The language in the EPIC-MRA poll was pretty specific to voters about what they were asking: "The proposal would make the possession and cultivation of limited amounts marijuana legal in the state of Michigan for adults age 21 or older. Also, it would allow the sale of marijuana to adults age 21 or older only by stores that would be licensed by the state, and finally, it would tax the sale of marijuana by these state-licensed stores. If this proposal were to appear on a future election ballot, if the election were held today, would you vote yes to approve the proposal, or would you vote no to oppose it?"
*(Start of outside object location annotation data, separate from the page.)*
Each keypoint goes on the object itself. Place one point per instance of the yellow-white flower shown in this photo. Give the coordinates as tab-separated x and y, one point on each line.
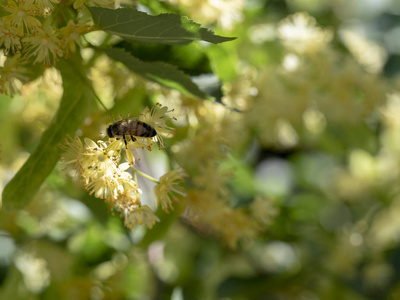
140	215
156	118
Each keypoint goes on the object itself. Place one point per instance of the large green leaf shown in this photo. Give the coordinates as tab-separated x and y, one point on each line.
71	112
163	73
131	24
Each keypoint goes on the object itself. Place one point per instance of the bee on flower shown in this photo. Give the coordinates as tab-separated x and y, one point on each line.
104	173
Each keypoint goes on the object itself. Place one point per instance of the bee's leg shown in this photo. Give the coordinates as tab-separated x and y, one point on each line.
126	144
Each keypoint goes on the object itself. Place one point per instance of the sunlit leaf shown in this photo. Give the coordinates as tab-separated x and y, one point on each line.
137	26
162	73
71	112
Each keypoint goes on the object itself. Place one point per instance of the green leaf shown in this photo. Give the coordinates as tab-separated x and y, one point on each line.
190	58
162	73
133	25
71	112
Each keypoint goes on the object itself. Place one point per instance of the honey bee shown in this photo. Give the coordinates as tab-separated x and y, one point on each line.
130	127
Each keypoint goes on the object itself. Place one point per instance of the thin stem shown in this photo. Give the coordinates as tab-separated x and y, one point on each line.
145	175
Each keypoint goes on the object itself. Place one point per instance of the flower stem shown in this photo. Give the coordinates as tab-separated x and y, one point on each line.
145	175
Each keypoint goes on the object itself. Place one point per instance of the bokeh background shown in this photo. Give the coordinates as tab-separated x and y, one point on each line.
293	186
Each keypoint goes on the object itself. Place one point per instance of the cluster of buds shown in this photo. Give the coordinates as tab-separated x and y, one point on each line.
101	169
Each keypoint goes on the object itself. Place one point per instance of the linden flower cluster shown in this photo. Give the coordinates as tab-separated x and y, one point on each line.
26	33
100	168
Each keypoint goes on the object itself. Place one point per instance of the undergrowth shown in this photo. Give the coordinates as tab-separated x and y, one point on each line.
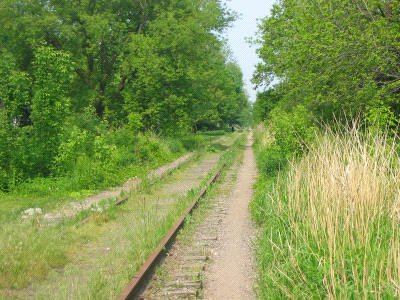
117	156
329	217
30	250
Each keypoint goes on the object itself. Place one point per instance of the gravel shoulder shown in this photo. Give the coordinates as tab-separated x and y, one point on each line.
231	273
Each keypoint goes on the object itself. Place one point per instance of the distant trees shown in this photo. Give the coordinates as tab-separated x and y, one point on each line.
335	57
144	64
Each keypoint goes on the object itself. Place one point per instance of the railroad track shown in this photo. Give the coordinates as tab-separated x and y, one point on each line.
139	282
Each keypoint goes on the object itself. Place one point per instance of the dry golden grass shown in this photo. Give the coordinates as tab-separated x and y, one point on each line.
333	225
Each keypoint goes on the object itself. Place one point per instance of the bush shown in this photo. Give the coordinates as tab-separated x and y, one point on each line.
331	223
289	133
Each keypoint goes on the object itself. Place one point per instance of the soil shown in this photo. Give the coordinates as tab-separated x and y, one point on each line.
231	273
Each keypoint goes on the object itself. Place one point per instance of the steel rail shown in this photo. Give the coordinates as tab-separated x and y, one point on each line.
139	281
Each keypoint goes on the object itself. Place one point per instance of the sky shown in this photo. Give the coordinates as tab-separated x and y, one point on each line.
246	26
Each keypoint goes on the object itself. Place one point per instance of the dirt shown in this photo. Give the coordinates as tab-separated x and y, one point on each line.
101	258
182	272
72	209
230	275
213	258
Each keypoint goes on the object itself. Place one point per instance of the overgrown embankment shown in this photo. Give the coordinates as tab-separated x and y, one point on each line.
103	246
90	162
329	217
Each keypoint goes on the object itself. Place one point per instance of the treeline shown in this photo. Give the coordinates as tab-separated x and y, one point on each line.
339	59
70	71
328	150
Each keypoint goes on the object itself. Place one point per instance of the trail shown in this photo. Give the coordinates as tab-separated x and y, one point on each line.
230	275
100	265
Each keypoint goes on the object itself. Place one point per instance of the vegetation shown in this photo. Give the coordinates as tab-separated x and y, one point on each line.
327	196
338	59
110	242
79	82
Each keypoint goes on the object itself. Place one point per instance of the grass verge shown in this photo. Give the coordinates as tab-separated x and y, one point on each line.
33	251
330	220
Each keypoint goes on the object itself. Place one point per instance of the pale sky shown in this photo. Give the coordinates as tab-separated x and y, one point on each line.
250	11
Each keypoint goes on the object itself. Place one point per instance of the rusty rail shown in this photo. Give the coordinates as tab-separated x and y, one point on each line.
139	281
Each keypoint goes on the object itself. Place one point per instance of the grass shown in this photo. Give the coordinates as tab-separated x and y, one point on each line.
89	176
330	221
92	255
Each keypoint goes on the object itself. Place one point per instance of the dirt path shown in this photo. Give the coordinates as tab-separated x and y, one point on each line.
72	209
230	275
100	267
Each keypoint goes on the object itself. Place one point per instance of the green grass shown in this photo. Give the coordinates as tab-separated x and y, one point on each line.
329	220
89	176
33	251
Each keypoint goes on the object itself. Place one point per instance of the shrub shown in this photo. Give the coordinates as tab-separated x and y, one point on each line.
331	224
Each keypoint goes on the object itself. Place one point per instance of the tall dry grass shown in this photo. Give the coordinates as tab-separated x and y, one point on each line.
333	221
That's to the point. One of the big things that people who want to roll back the MMMA is that people didn't know what they were voting for when they voted for medical marijuana. Another issue is that the MMMA doesn't specifically say that it can be sold in "stores." This new recreational legalization language doesn't leave that to chance. It may not matter much; if polling trends continue their direction by the time we're voting in 2018, support should be well over 60 percent.
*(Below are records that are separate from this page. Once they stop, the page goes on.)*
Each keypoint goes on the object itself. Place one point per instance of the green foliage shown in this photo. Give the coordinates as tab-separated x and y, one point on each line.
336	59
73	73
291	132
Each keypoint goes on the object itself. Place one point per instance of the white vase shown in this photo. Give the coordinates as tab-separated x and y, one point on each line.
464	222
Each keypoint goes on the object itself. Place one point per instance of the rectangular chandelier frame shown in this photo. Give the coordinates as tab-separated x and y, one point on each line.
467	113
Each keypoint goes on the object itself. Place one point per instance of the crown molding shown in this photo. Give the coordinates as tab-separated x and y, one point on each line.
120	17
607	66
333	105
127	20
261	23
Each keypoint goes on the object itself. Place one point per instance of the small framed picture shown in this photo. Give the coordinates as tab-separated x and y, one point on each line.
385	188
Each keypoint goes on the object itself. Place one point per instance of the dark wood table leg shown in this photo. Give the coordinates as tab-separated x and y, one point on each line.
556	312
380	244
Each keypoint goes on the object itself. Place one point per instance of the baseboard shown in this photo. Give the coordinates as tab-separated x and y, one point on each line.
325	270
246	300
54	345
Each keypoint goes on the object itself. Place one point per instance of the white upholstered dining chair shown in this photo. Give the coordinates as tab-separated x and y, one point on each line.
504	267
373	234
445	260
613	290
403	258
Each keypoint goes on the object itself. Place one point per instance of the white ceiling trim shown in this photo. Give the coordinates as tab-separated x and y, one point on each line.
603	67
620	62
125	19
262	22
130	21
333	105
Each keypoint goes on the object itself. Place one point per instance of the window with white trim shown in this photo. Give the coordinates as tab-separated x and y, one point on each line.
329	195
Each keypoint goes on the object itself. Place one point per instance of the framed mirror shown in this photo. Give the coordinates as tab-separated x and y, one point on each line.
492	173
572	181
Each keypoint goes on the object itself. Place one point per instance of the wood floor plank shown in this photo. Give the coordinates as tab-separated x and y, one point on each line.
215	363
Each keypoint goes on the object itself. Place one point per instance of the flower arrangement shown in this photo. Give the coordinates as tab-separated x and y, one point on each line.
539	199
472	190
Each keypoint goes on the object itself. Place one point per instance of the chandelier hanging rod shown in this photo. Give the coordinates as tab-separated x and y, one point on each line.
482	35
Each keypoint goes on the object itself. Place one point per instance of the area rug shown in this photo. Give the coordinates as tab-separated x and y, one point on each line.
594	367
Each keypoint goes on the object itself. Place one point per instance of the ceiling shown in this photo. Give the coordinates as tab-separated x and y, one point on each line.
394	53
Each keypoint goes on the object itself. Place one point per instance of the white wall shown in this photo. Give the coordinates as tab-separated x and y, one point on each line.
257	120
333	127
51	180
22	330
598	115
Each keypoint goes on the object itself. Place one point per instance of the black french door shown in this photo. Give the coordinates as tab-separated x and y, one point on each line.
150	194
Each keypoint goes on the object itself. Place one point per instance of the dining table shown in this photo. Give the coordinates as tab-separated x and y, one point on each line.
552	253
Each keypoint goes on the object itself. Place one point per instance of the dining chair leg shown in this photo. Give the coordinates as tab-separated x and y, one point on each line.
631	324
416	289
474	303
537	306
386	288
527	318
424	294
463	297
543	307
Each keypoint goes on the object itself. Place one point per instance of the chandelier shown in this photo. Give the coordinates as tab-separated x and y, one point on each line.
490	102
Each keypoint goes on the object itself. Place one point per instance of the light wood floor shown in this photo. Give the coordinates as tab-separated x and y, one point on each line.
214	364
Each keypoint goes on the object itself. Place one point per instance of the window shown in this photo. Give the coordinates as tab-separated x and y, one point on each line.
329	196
While the city of Detroit is methodically denying variances to its caretaker center ordinance and shutting them down, the group that pressured the City Council to do this is casting another net. They've targeted councilmember George Cushingberry in this fall's election. Winfred Blackmon, who dubs himself "the marijuana fighter," is soliciting supporters to fight the District 2 representative "who voted against Ordinance No. 61 to have regulation and to curtail the expansion of the illegal marijuana dispensaries." (The bold emphases are Blackmon's.)
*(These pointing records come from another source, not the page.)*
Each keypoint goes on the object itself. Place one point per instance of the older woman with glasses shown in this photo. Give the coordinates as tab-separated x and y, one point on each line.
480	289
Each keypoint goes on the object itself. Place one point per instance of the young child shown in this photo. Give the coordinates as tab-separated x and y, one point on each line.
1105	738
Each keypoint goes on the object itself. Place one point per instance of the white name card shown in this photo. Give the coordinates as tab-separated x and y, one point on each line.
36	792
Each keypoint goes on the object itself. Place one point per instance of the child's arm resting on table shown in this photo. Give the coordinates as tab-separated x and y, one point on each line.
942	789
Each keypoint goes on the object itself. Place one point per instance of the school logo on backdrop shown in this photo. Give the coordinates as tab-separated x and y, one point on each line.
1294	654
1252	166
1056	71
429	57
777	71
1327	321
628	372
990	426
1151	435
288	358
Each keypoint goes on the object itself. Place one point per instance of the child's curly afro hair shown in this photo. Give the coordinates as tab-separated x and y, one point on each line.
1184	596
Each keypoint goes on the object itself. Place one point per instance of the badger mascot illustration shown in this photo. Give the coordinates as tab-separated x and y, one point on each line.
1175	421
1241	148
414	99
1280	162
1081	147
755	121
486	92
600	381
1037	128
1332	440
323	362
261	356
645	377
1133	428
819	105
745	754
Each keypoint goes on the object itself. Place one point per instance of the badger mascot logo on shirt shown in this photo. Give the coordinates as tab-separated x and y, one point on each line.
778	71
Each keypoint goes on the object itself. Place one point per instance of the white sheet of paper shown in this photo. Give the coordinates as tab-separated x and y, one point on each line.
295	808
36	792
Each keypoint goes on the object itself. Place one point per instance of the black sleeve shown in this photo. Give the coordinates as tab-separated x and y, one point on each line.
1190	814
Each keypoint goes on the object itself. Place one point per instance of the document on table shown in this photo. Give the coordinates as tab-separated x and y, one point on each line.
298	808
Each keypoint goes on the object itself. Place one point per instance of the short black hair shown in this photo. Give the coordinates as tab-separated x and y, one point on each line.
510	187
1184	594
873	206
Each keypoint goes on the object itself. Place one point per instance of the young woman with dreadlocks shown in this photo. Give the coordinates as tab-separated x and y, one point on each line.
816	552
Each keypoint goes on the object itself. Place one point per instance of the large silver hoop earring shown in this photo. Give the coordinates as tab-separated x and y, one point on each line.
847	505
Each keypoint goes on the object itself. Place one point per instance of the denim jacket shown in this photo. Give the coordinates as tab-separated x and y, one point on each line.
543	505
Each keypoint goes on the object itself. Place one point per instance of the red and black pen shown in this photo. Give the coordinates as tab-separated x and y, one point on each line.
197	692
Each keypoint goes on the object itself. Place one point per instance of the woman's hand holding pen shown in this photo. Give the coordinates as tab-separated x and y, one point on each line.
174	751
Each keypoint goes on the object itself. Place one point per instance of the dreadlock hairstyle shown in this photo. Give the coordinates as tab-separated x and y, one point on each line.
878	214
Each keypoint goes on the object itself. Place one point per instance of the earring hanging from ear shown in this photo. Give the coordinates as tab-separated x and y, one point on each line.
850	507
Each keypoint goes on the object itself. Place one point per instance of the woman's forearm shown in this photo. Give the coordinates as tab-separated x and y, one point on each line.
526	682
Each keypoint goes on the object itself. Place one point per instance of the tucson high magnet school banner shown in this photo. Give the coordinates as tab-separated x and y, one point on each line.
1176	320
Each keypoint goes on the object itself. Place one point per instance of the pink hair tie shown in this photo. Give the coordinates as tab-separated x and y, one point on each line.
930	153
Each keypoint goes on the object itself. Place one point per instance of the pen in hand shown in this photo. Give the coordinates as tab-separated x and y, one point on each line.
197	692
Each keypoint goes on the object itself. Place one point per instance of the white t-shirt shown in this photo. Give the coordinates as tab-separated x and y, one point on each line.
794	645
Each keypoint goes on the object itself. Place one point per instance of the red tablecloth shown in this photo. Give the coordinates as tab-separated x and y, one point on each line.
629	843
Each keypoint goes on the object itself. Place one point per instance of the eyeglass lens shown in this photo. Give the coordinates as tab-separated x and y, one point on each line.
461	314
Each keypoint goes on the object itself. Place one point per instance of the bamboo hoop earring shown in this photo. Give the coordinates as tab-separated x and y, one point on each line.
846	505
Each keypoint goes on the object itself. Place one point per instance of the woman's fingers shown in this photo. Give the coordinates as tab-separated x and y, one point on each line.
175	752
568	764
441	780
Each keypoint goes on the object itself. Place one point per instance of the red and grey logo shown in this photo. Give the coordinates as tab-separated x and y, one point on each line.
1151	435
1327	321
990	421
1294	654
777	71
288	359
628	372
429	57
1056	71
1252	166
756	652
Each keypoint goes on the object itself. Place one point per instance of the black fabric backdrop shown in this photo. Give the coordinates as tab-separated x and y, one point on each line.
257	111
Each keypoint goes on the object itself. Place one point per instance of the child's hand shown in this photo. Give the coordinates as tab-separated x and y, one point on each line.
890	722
Blackmon writes that several community organizations "are banning (sic) together to support a candidate who has sworn to be a councilmember for the entire district and not just representing the Downtown District, Midtown District, and the Marijuana Industry. That candidate is Roy McCalister Jr."
McCalister, a former police lieutenant, lost bids for at-large council seats in 2013 and 2014, and a state representative try in 2014. It looks like he's back.
So the fight is on for the Detroit election season. And apparently marijuana is going to be one of the issues. That's fine, we need to be talking about it openly. And I understand why the Metropolitan Detroit Community Action Coalition (MCDAC), which Blackmon chairs, is alarmed. For one thing they've been hearing anti-marijuana propaganda their whole lives and blame a lot of social ills on it. Another thing is that the proliferation of dispensaries in Detroit, partly driven by Oakland County's absolute ban on them, is a reminder of a dynamic that has not boded well for the city. As I once heard a judge in a courtroom admonish a defendant that suburbanites come into Detroit to "do your dirt" then head back home. I don't equate buying marijuana to doing dirt, but I can understand that those who fear marijuana don't want Detroit to be sin city. I've seen my share of folks who hit the Eight Mile Road dispensary strip and head back out to the suburbs.
However, the "marijuana fighter" is just a typical marijuana hater. In his group's first couple of meetings it took them a while to accept that medical marijuana is legal and they couldn't just close down all the dispensaries. Then they decided to try to restrict them out of existence, or at least out of sight. Now they're going after politicians who support a non-prohibitionist attitude. Maybe a small, dedicated band can block things for a while, but the numbers are against them in the big picture in the long run. Politicians respond to forces that can get them elected. In 2012 decriminalization passed in Detroit with 65 percent of the vote. Unless public opinion turns around, and polls don't show that, politicians mostly aren't going to have a strong prohibition stance. Particularly when they look at the economic benefits in tax and regulate states.
MCDAC members have problems with medical marijuana. Their heads will really explode when recreational legalization comes and stores sell it to anybody who's old enough to buy.